At the end of the year, I normally conduct a retrospective. This is, however, the first time I’m making it public. Naturally, there are things that I cannot, or am unwilling to share, and hence this represents a subset of my reflection over 2018. Here I share the key milestones and some thoughts in chronological order.

January marked the start of my second semester as a Year 2 Computer Science student in the National University of Singapore. Some time late last year, I took an interest in Machine Learning, working on Carousell’s image search and price suggestion mechanism. I took many ML-related modules, and undertook an undergraduate research project (more on this later). I took a total of 8 modules, spreading myself way too thin. I struggled quite a bit that semester, but managed to pull through because the modules I were taking were interesting and interconnected.

After the semester I took a nice break in eastern Europe, visiting Croatia, Bosnia and Slovenia. Upon my return, I joined Carousell as a Data Scientist Intern, where I internationalized the smart chat replies feature to non-English speaking countries like Hong Kong. I also worked on the pipeline that powers the new image search and price suggestion mechanism. I’m grateful to have been given the opportunity to work on high-impact features, using large datasets consisting of millions of products to train models. Carousell has a great data pipeline that abstracts away a lot of the painful data pre-processing work for me, allowing me to focus on my experiments and getting things to work. On hindsight, I should’ve been more proactive in seeking advice or looking for colleagues to bounce ideas with: that would’ve saved me a significant amount of time.

Before school resumed, I took a short trip to Hangzhou for a Data Visualization Summer School, with a couple of friends. The summer school was poorly planned and had a lot of repeated content. However, we visited a NLP engineer at the Alibaba HQ, and had lots of good food during our stay.
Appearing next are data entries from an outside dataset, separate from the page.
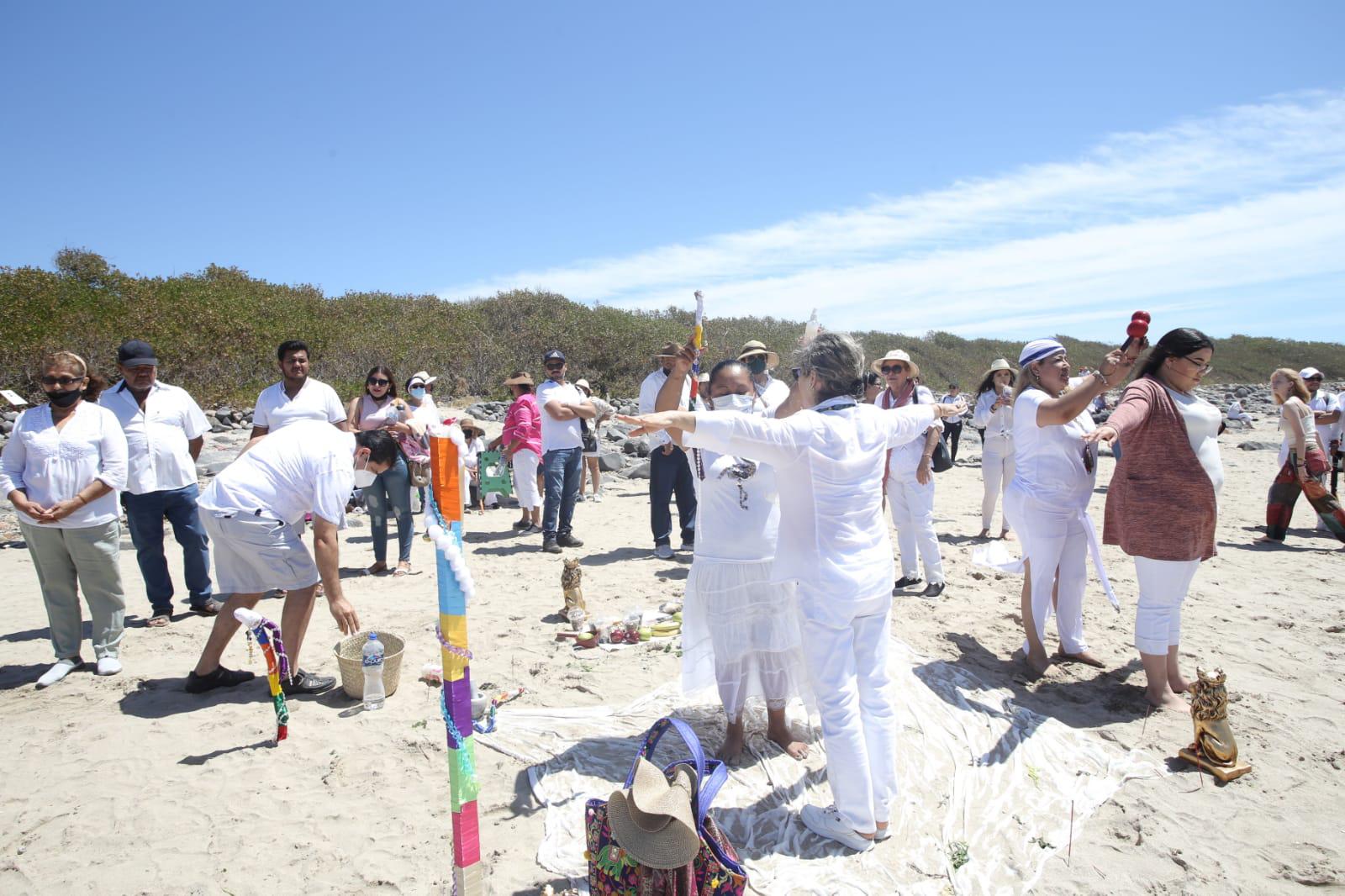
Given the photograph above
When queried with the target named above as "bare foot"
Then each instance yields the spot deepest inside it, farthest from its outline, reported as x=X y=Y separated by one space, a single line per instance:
x=784 y=739
x=1086 y=658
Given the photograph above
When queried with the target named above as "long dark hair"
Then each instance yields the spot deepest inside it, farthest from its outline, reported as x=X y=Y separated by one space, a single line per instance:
x=1176 y=343
x=388 y=374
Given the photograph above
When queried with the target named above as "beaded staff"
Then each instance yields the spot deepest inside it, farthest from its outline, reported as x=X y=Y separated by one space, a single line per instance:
x=455 y=591
x=277 y=663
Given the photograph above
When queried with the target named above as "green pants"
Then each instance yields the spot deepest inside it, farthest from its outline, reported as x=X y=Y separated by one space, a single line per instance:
x=69 y=560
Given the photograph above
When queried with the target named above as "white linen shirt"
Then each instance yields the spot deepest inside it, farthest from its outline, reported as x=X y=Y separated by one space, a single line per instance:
x=650 y=394
x=829 y=461
x=159 y=458
x=315 y=401
x=53 y=465
x=309 y=466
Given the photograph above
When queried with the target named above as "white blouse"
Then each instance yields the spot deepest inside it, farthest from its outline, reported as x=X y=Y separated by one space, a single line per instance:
x=53 y=465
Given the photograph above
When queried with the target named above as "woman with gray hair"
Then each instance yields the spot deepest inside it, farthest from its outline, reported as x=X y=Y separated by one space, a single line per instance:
x=829 y=452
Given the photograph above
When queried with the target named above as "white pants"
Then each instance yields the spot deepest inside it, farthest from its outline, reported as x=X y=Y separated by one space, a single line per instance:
x=912 y=514
x=1163 y=588
x=845 y=645
x=525 y=479
x=997 y=472
x=1053 y=541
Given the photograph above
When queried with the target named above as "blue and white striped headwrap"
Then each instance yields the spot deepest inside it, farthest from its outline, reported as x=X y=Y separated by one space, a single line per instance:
x=1039 y=349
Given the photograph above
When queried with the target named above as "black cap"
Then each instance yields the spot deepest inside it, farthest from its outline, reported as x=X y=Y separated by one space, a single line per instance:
x=136 y=353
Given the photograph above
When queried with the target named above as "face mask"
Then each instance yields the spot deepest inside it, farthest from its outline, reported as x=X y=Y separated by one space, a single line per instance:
x=365 y=477
x=741 y=403
x=64 y=398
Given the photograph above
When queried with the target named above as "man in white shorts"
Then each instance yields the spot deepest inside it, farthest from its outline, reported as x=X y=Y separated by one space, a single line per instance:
x=255 y=513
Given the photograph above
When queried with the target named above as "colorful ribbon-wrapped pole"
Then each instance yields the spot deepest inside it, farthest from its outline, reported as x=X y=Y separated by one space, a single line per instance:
x=699 y=338
x=455 y=593
x=277 y=663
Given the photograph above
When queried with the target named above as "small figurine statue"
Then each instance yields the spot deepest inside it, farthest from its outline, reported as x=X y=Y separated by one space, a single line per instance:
x=571 y=577
x=1214 y=748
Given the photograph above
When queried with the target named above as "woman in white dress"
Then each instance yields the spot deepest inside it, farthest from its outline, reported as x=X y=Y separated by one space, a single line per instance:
x=740 y=631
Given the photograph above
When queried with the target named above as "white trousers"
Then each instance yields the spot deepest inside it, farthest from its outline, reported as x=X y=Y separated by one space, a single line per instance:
x=912 y=514
x=997 y=472
x=1053 y=541
x=845 y=645
x=525 y=479
x=1163 y=588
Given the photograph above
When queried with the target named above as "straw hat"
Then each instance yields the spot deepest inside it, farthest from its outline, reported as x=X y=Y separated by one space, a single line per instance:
x=755 y=347
x=896 y=354
x=654 y=820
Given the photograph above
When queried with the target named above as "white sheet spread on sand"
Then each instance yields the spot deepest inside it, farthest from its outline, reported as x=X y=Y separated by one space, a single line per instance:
x=974 y=768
After a tiring first semester, I decided to take fewer modules. These modules were 4k modules, and proved to be quite challenging. During this time, I also continued working part-time for Carousell. This was also the season for internship applications overseas. At the same time, I had to put in extra work on the undergraduate research project I had undertaken at the start of the year, because I chose an open-ended project and went down a research direction where I couldn’t make substantial contributions. Once again, I was spread way too thin, and had too many commitments. Things didn’t go as smoothly in this semester.

I applied to a dozen companies, and the interviews lasted from October into late November. I was not sufficiently prepared for the interviews, and had erratic performance for each interview. This proved detrimental, because the application process for all companies span multiple interviews, and a poor performance in one meant immediate disqualification. Jane Street invited me to Hong Kong for an onsite, and I lacked the confidence and preparation to produce clean and correct answers. What I needed to do better was consistent and intense practice, including both problems on Leetcode and mock interviews. On hindsight, an overseas internship was not particularly high on my priority list, and not getting one is fine with me.

Things that went well

In 2018, I adopted, or was more consistent with a number of practices that I have found to be quite helpful.
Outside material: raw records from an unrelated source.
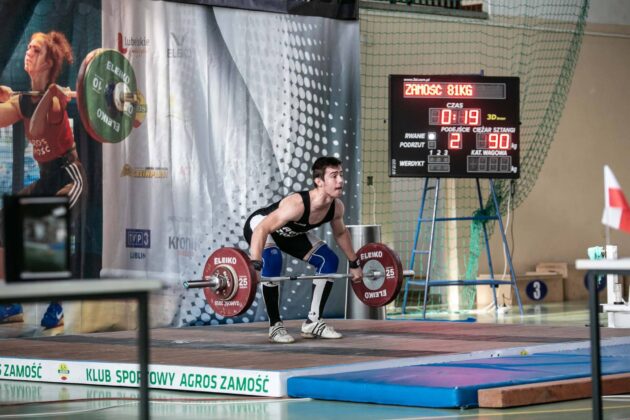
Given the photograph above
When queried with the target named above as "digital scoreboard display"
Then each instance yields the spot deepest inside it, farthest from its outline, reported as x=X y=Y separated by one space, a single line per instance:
x=454 y=126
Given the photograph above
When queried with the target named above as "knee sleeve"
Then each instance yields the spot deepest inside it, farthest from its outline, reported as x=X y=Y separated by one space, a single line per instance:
x=272 y=264
x=325 y=260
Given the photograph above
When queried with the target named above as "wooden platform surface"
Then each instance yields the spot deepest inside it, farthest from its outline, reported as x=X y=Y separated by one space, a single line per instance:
x=245 y=346
x=553 y=391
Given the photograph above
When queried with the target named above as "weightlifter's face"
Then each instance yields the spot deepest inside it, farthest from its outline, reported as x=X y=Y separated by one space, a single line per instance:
x=35 y=59
x=333 y=181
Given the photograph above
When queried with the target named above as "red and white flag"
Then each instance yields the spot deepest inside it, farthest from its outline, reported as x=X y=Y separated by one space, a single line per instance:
x=616 y=210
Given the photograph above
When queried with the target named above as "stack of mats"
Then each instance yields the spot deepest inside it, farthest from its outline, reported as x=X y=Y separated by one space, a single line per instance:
x=455 y=384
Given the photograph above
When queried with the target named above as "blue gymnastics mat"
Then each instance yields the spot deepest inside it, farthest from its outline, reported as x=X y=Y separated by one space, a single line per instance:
x=454 y=384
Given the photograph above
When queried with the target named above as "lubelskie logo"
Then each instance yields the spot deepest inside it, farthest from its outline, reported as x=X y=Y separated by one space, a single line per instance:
x=121 y=44
x=134 y=45
x=178 y=47
x=138 y=238
x=63 y=371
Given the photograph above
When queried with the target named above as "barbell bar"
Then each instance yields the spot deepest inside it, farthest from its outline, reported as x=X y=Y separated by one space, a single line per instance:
x=109 y=102
x=217 y=282
x=230 y=280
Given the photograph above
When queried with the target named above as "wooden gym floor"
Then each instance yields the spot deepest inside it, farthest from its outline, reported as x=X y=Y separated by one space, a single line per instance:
x=245 y=346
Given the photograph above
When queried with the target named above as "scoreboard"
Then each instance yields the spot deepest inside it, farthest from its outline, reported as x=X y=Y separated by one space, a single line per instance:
x=454 y=126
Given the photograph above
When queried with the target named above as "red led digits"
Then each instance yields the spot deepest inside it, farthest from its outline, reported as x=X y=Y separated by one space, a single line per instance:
x=455 y=116
x=454 y=140
x=438 y=90
x=499 y=141
x=472 y=116
x=446 y=116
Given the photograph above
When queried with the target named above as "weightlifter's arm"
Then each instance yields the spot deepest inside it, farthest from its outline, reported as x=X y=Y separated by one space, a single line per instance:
x=49 y=110
x=343 y=239
x=9 y=113
x=290 y=209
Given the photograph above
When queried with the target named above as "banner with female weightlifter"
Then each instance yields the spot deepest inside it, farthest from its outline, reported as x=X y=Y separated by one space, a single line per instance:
x=239 y=103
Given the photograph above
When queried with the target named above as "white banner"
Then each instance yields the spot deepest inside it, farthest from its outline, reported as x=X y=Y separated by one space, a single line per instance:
x=240 y=104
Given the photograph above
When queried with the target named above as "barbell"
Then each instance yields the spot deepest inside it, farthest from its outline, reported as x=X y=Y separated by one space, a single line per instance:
x=108 y=99
x=229 y=280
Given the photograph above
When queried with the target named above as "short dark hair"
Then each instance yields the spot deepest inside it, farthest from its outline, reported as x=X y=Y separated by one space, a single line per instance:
x=319 y=167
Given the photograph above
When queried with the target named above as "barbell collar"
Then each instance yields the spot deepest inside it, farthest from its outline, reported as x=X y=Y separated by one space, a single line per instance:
x=69 y=93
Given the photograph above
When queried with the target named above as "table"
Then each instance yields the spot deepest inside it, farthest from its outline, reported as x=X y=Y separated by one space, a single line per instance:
x=595 y=268
x=96 y=289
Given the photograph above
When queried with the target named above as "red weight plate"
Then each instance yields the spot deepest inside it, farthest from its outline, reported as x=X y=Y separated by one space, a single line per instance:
x=237 y=264
x=381 y=291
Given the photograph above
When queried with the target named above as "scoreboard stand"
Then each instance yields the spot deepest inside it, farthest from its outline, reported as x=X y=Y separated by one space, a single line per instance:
x=431 y=282
x=453 y=126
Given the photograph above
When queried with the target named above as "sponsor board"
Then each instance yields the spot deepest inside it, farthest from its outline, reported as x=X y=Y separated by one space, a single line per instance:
x=182 y=378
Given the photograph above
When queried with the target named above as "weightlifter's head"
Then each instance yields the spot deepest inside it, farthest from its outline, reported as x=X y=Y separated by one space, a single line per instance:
x=328 y=175
x=45 y=54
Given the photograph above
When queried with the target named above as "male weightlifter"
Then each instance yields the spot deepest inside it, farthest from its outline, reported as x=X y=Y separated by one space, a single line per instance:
x=284 y=226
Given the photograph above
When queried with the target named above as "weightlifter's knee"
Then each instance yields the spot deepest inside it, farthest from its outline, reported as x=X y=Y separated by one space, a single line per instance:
x=272 y=264
x=324 y=260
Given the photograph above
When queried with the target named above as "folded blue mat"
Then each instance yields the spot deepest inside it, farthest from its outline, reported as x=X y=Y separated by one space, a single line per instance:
x=454 y=384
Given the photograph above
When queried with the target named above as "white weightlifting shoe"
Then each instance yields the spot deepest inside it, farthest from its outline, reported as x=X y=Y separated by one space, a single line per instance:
x=319 y=329
x=279 y=334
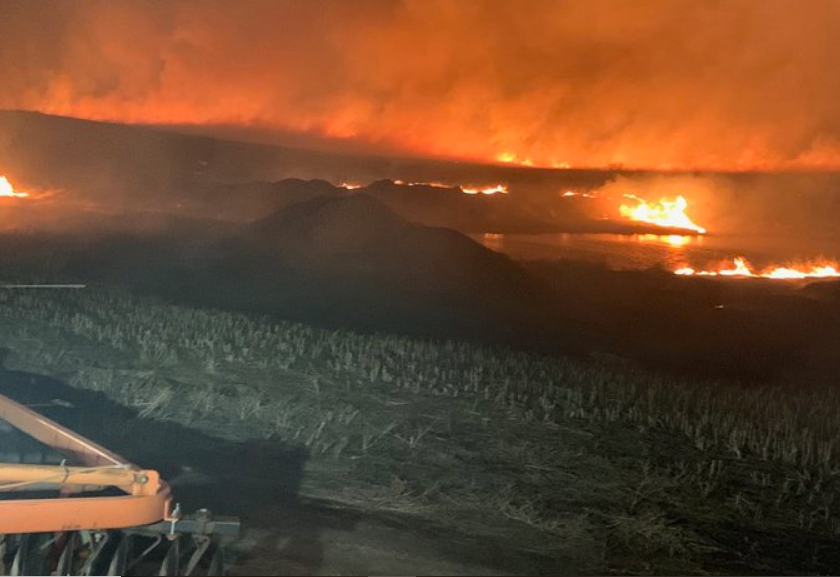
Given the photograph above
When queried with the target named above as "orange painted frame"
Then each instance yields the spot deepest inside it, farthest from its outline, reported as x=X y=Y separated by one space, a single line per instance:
x=147 y=500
First on the list is exercise and meditation. Despite my busy schedules, a morning run always helped start my day right.

Coming in closely in second place would be reading. I’ve read 43 books this year, up from 10 last year. The books I read ranged from textbooks, to both fiction and non-fiction. I read one fiction book and one non-fiction book at a time. I read at night, and this helps me end the day away from the computers.

Things that went badly

This year I’ve been extremely sloppy with deadlines and time management. I started one of my group projects the week it was due, a project for which we were given more than 6 weeks. The situation has slightly improved after I became more rigorous in my Getting Things Done workflow, and I would need to revisit and simplify this workflow.

I’ve also spent many days in procrastination. A large part of me is convinced that this is burnout. I’ve also definitely not slept enough this year, and now know acutely the effects of lack of sleep. I’ve fallen sick more times than I have in the past half a decade. To resolve both these problems, I need to settle into a good day and night routine, and the December holidays is perfect for that.
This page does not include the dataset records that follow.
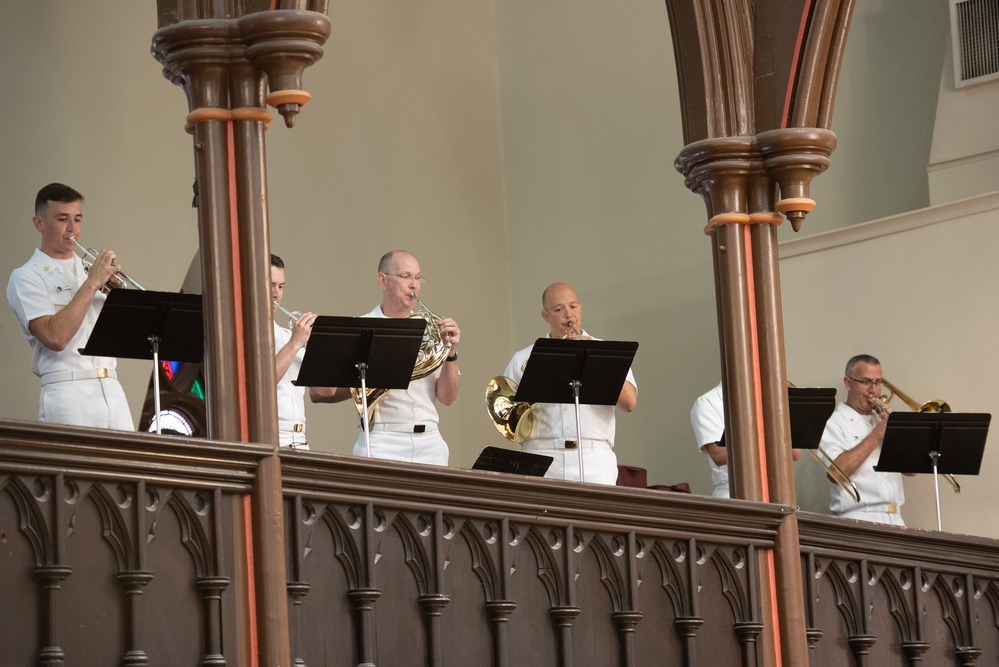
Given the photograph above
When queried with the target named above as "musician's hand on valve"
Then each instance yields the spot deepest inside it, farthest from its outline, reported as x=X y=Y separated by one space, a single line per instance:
x=103 y=271
x=302 y=330
x=449 y=329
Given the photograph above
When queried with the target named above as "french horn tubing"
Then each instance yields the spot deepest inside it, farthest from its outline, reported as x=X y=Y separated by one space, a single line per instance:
x=513 y=419
x=435 y=348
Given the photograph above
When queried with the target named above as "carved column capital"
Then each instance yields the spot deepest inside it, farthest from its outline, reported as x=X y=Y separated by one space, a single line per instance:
x=283 y=42
x=793 y=157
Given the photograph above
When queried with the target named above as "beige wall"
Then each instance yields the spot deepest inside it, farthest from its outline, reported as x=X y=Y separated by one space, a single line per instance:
x=915 y=291
x=508 y=143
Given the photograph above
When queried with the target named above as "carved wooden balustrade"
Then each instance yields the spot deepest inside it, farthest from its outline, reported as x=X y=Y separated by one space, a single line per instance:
x=132 y=549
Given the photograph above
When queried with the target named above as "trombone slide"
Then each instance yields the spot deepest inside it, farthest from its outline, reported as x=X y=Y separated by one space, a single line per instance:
x=835 y=473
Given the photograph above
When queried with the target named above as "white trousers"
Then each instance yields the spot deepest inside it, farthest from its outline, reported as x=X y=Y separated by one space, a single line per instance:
x=97 y=403
x=599 y=463
x=426 y=447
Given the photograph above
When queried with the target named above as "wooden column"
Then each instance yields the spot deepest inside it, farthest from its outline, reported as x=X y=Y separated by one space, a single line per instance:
x=757 y=81
x=230 y=67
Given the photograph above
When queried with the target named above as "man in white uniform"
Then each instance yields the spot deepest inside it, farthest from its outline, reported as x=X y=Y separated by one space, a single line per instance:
x=707 y=416
x=852 y=438
x=57 y=303
x=404 y=422
x=554 y=430
x=290 y=346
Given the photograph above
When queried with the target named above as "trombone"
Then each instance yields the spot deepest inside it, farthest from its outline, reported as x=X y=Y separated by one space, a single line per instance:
x=89 y=256
x=880 y=403
x=833 y=471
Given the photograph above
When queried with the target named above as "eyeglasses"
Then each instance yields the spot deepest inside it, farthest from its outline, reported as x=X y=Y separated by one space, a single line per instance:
x=407 y=276
x=867 y=382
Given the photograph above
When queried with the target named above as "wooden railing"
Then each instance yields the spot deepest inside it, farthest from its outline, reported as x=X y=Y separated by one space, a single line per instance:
x=122 y=548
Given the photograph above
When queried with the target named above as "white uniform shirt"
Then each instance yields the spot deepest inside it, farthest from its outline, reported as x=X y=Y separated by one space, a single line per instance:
x=72 y=392
x=291 y=398
x=554 y=423
x=844 y=430
x=43 y=286
x=707 y=416
x=395 y=416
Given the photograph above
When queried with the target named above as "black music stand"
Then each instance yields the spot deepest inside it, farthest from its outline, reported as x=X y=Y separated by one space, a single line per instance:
x=809 y=409
x=948 y=443
x=498 y=459
x=139 y=324
x=353 y=351
x=582 y=372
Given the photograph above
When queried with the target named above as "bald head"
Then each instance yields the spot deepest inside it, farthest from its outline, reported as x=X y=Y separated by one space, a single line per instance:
x=561 y=309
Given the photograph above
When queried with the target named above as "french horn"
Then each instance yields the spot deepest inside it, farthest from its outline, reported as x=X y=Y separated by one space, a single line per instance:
x=513 y=419
x=435 y=348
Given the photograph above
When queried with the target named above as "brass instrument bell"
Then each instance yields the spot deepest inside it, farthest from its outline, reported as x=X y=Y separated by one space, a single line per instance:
x=513 y=419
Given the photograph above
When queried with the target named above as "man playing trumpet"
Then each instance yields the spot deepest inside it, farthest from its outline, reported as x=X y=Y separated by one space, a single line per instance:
x=554 y=430
x=57 y=303
x=404 y=422
x=290 y=345
x=853 y=438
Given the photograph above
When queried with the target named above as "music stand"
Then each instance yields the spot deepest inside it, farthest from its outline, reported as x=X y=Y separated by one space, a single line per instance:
x=809 y=409
x=353 y=351
x=581 y=372
x=948 y=443
x=139 y=324
x=498 y=459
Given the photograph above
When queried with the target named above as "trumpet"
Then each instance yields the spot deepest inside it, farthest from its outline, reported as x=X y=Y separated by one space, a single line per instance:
x=880 y=404
x=120 y=279
x=293 y=315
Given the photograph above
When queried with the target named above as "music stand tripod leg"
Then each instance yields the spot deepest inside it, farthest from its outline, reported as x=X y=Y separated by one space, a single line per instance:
x=579 y=434
x=935 y=456
x=365 y=422
x=154 y=342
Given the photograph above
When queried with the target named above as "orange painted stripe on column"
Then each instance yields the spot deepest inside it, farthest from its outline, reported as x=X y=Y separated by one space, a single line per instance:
x=250 y=583
x=755 y=343
x=244 y=424
x=760 y=431
x=793 y=74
Here are some of my favourites of 2018.

Books Read

David MacKay: Information Theory, Pattern Recognition and Neural Networks was introduced to me as the companion textbook for my Information Theory module for the first semester of the year, and this quickly became my favourite textbook of all time. Mackay has the ability to present information about difficult concepts (I’m looking at you, Monte Carlo sampling) in an entertaining and digestable manner. This book also draws the link between statistical inference, neural networks and information theory, all three interesting topics stand-alone, but delightful together.

As for fiction, The Three-Body Problem is both thought-provoking for its clever use of scientific ideas, as well as being a depiction of the Chinese culture during the revolution. I also found myself hooked to the Red Rising tetralogy.